Yenna rather suddenly found herself in a wholly different position. In one moment she had swung her blade at the pages of the black book, a desperate act of a dying woman—the next, she was seated comfortably at a low table across from an inky haze in the shape of a person.
It was a curious sensation. Yenna had not teleported, or been brought here against her will. There was a lingering notion in her head, trailing away like the ungraspable memory of a fading dream, that she had come here on purpose. The why and how of the matter were indecipherable, lost as her mind came through the other side of some waking threshold.
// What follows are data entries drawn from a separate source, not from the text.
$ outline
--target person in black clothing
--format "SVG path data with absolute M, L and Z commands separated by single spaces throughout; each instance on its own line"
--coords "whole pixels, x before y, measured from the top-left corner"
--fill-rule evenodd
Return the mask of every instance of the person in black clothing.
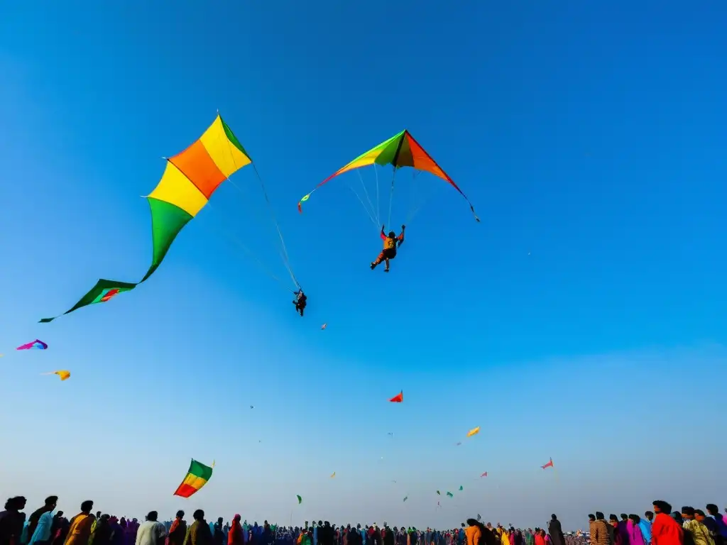
M 394 544 L 394 533 L 391 530 L 388 526 L 384 527 L 384 545 L 395 545 Z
Yet, here she was. ‘Here’, as it turned out, was halfway across the wide circular platform Yenna had been fighting for her life on. The air felt cool, the tumultuous and humid breathing wind of the countless praying ghouls stilled by their deathly silence—every one of them laid prostrate, evidently having faded into true death. In the centre of the platform, the pillar that held the other black books had vanished—Yenna noted that the one she had been holding was sitting on the table before her, alongside two gently steaming cups of kaffe, and a plate of assorted biscuits. The witch felt crumbs on her fingers and lips, but she had no recollection of eating anything.
The person-like haze began to coalesce, as Yenna finally attempted to decipher its form. Another kesh solidified across from her—no spirit in kesh form, or a doppelganger of herself, but a regular kesh. She was remarkably plain, a fair kesh some few years Yenna’s senior. Short, neat brown hair framed a square-jawed face, and wide, round hazel eyes stared back at the witch. Even her clothes were unremarkable, a common robe in soft grey without adornment or frill that betrayed very little of the woman underneath. She could have been anyone—Yenna could have seen her before, and wouldn’t be able to recognise her.
“I am so glad,” the woman began to speak in a quiet, almost mournful voice, “But I am also so sorry.”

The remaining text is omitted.